Ta ki duruşma günü hakim cezanın gelmekte olduğunu salondaki avukatlara belli edene kadar.
Özellikle ara verilince avukatlar siyasi yasak kararından emin oldu ve bu izlenimin verildiği İmamoğlu da halkı Saraçhane önüne çağırdı.
Öncesinde böyle bir hazırlık yoktu.
Bir aylık aradan sonra yapılan karar duruşmasında karar o kadar kötü yazılmıştı ki Türk Ceza Kanunu’nda olmayan 125/6’ıncı fıkradan bile ceza vardı. Hatta bu istenirse istinafta tek başına bozma nedeni bile olabilir.
Yani bu hatadan hakimin de hazırlıksız olduğu, her şeyin son ana kaldığı anlaşılıyor.
Peki tahmin edilebilecek bu tepkilere rağmen neden İmamoğlu’na siyasi yasak getirildi?
Tabii ki ilk amaç gayet basit: İmamoğlu’nu siyasetten tasfiye etmek. İmamoğlu genç ve popüler bir siyasetçi. Güçlü bir cumhurbaşkanı adayı ama aday olmazsa da 18 ay sonra yeniden İstanbul Büyükşehir Belediye Başkan adayı olarak iktidarı zorlayacak.

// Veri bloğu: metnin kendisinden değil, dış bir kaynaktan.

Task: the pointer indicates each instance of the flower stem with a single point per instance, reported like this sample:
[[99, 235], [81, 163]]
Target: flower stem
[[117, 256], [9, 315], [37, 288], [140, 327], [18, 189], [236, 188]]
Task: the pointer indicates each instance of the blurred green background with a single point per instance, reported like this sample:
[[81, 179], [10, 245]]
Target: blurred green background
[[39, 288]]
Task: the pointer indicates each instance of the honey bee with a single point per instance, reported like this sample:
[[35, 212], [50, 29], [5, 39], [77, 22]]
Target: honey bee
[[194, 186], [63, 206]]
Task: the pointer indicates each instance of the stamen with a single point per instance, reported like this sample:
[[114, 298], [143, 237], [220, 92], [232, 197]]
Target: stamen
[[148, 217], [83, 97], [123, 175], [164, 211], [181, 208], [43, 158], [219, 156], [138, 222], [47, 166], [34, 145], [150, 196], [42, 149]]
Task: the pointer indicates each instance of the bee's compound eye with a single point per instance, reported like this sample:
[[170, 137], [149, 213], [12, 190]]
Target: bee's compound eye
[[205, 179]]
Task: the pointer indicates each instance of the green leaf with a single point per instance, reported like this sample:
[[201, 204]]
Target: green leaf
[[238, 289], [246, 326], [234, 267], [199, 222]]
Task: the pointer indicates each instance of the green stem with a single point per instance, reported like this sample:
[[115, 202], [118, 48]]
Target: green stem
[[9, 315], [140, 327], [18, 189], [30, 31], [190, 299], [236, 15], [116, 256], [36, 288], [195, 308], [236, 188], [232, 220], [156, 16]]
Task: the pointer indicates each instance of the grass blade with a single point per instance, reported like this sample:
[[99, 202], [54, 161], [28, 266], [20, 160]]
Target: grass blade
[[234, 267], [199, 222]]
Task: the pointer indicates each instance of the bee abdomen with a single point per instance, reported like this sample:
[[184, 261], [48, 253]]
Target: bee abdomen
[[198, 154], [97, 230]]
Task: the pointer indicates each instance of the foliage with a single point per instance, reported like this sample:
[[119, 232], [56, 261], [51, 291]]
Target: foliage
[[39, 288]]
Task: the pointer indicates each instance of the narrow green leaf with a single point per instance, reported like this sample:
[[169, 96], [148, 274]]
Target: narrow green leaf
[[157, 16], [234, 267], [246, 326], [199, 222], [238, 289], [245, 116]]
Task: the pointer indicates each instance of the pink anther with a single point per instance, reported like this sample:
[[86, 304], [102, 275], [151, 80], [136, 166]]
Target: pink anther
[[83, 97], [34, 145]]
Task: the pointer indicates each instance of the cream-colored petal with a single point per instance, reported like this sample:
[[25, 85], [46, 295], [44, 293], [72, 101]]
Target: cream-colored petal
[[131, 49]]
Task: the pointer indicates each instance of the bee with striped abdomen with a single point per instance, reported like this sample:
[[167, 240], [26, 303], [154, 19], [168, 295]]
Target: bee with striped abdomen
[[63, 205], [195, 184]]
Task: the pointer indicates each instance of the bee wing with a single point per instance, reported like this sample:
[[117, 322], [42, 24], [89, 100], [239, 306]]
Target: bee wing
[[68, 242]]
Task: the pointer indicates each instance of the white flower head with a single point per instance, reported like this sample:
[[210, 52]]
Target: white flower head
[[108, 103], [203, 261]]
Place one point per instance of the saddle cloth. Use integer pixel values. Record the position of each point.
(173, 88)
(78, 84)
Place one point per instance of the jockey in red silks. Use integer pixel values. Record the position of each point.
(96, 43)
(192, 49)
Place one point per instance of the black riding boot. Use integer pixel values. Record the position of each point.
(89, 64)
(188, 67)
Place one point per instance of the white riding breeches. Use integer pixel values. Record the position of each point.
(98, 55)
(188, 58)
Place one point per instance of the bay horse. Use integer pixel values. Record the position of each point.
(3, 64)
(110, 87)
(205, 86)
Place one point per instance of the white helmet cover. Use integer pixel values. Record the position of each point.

Yani tek amaç sadece seçime 7 ay kala güçlü bir cumhurbaşkanı adayını elemine etmek değildi.
O amaçlardan tabii biri.
En az bunun kadar İstanbul Büyükşehir Belediye Başkanlığını yeniden ele geçirmek de bir amaç.
İktidar için hem o çifte seçim yenilgisi hem de İstanbul Belediyesi’ni kaybetmek büyük ve geçmeyen bir travma.
İktidar oy deposu olan İstanbul’da seçime belediyenin gücüyle gitmek istiyor. 18 ay sonraki belediye seçimlerine de belediyeye sahip olarak girmek istiyor.
Özellikle İstanbul’da belediyenin sosyal politikalarıyla AK Parti’nin sahasına girmesi rahatsızlık kaynağı.
Esenler Belediye Başkanı’nın bir süredir bunun için hazırlıklar yaptığı duyuluyordu.
Anlaşılan bu devri teslim için Cumhurbaşkanlığı seçimi beklenmeyecek.
Zaten Cumhurbaşkanı 23 Haziran İstanbul tekrar seçimlerinden üç gün önce katıldığı CNN Türk yayınında bile dava yoluyla belediye başkanlığını elde etme fikrine ilkesel olarak karşı olmadığını açık etmişti:
“Ben belediye başkanı iken okuduğum bir şiir nedeniyle mahkum oldum. Bu mahkumiyet nedeniyle belediye başkanlığımı elimden aldılar. Bu daha belediye başkanı olmadan devletin valisine küfrediyor. Yasalarımızda küfürlerin karşılığı şu kadar yıldan şu kadar yıla bellidir. Benim belediye başkanlığım nasıl düştüyse onunki de düşer. Ben yaşadım çünkü. Cezası belli bir süreyi aşarsa başkanlığı düşecektir.(Oy verirseniz oyunuz boşa gider gibi bir görüntü ortaya çıkıyor sorusu üzerine) Halk cumhurbaşkanı olarak valinizin izzetini korumayacak mısınız diyor. Buna sahip çıkmak öncelikli görevlerimiz arasındadır.”
İkinci amaç tam da Bahçeli’nin dürtüklediği şeydi.
Yani Altılı Masa içindeki birliği bozmak.
Altılı Masa’da CHP-İYİ Parti arasındaki adaylık tartışmasının tabii ki iktidar da farkındaydı.
Kibarca yürütülen bu pazarlıklar ortaya atılan bu bombayla kızışmış oldu.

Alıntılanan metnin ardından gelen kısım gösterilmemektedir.